Fragment of ROBOCUP rescue scenario in TCOEL

Below we elaborate more on the TCOEL component and ensemble semantics.

4.1.1 Components

In support of self-adaptation, a component operates on a periodic basis by performing the classical MAPE-K loop [19]. This is done in the following four steps activated by TCOEF.

In Monitoring, the component senses data from its sensors and typically receives messages from the other components that are initiators of the ensembles it is a member of; as a follow-up, it accordingly updates its knowledge (e.g., line 5), both local and mirror (the types of which are defined in model). In TCOEL, this step is specified by the sensing construct (lines 8–13, 44–46).

In Analysis, the component first determines the potential activities it can perform, given its state of knowledge. To achieve its conceptual autonomy and play its role in the current requirement of ensemble, the component’s activities are controlled by its behavior states (BState, line 6). Each state determines a particular component activity (e.g., going to refill water, seeking refuge in case a firefighter is hurt).
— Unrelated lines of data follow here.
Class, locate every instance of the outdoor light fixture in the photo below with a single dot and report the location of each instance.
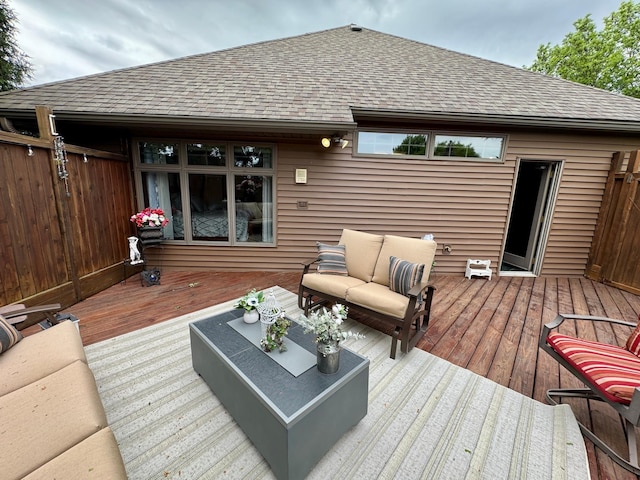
(335, 139)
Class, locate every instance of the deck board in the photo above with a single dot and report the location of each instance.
(490, 327)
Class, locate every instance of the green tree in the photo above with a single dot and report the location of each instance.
(412, 145)
(608, 59)
(455, 149)
(15, 67)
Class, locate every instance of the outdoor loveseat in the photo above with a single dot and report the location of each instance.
(382, 276)
(53, 421)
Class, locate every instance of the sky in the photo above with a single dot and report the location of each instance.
(72, 38)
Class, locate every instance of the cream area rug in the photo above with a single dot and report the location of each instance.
(427, 418)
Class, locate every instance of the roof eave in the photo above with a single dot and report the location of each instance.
(619, 126)
(236, 124)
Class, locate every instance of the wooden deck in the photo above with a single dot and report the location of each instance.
(490, 327)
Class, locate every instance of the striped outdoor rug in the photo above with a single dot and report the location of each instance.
(427, 418)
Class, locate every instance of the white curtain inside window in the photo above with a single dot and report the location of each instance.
(267, 210)
(159, 197)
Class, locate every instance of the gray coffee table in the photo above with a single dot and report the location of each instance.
(292, 421)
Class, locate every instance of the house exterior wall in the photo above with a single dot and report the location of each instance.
(465, 204)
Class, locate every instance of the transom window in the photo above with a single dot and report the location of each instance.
(211, 192)
(431, 145)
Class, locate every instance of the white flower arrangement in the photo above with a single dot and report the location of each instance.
(327, 325)
(250, 301)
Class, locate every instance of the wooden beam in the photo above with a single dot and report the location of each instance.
(44, 116)
(598, 244)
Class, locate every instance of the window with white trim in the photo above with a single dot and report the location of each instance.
(211, 192)
(431, 145)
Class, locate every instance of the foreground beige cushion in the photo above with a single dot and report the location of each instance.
(361, 252)
(379, 298)
(39, 355)
(96, 457)
(44, 419)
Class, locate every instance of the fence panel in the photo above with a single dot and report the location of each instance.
(615, 251)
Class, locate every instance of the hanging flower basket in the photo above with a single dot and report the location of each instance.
(149, 223)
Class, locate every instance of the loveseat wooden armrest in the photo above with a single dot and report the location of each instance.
(32, 315)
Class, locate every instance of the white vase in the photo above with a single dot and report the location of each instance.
(251, 317)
A component can be in multiple behavior states at the same time, which corresponds to the ability to simultaneously fulfill several roles. The construct constraints (lines 15–19) serves to indicate (i) dependency of a behavior state on a particular value in component knowledge and (ii) conflicting states (e.g., moving and observing environment). To break ties in situation where different conflicting behavior states could be selected given the current valuation of knowledge, the utility construct provides a utility function, allotting weight to behavior states (lines 25–27).
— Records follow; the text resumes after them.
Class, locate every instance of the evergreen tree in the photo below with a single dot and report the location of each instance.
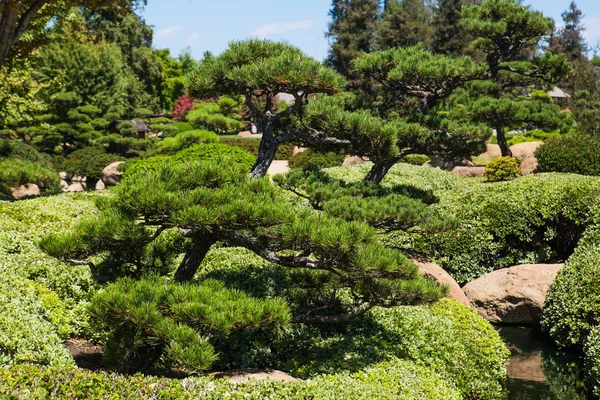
(260, 70)
(351, 32)
(505, 30)
(449, 36)
(404, 23)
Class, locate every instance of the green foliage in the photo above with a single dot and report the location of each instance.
(183, 140)
(284, 152)
(502, 169)
(578, 153)
(311, 158)
(89, 162)
(151, 320)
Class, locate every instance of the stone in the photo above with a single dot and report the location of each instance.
(111, 176)
(525, 150)
(27, 190)
(512, 295)
(350, 161)
(528, 166)
(76, 187)
(492, 151)
(437, 273)
(468, 171)
(244, 375)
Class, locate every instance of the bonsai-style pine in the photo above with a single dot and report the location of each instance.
(509, 33)
(261, 70)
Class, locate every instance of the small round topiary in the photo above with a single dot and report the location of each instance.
(578, 154)
(502, 169)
In Planning initiation of ensembles takes place. This involves solving the constraint optimization problem (Sect. 2C) stemming from the ensemble type specification (membership condition, utility function) and from the current knowledge and utility value of the potential component members. This initiation is captured by the ensembleResolution construct (lines 48–52) employed in the component that becomes the initiator of the ensembles resulting from the resolution.

In Execution (the actuation construct—lines 20–23 and 54–63), the component performs the actuation and typically sends knowledge updates to the initiators of the ensembles it is a member of. If the component is an initiator of an ensemble (contains the construct ensembleResolution), then the final step in actuation is a signal for dismantling “its” ensemble(s)—this is completed once all their tasks are finished (specified in the taskComputation constructs).

As an aside, the periodic operation of components is not visible in Fig. 1, since component instances are activated by the RCRS simulator in its simulation steps.

4.1.2 Ensembles

The specification of an ensemble type is structured following the core concepts of ensemble formation as discussed in Sect. 2A. The selection of components, based on their type, is represented by the role construct (line 82). It determines the potential components that can take responsibility in the ensemble in the given role. The actual selection of components is then based on the membership condition (membership construct—lines 75–78 and 86–99) and the utility function (soft optimization rule defined by the utility construct—lines 101–104). For example, in the ProtectionTeam ensemble type, membership mandates that utility is computed as inversely proportional to the travel time needed for each selected member brigade to get to fireLocation. Strategic-level task computation takes the form of updating coordination-relevant knowledge of the ensemble’s members (taskComputation construct—lines 106–110). The membership condition includes both the cardinality constraints on the number of components (agents) and the domain-dependent constraints pertaining to geographical proximity which exploit the concepts featured by the inherited traits (Sect. 4B).

As to writing membership conditions in nested ensembles, there is a simple convention: Assuming the parent ensemble type P defines its membership condition MP, and a direct child ensemble type C defines its membership condition MC, then the actual membership condition of C is MP and MC. This reflects the rule that a member component of an instance of C has to be also a member component of an instance of P.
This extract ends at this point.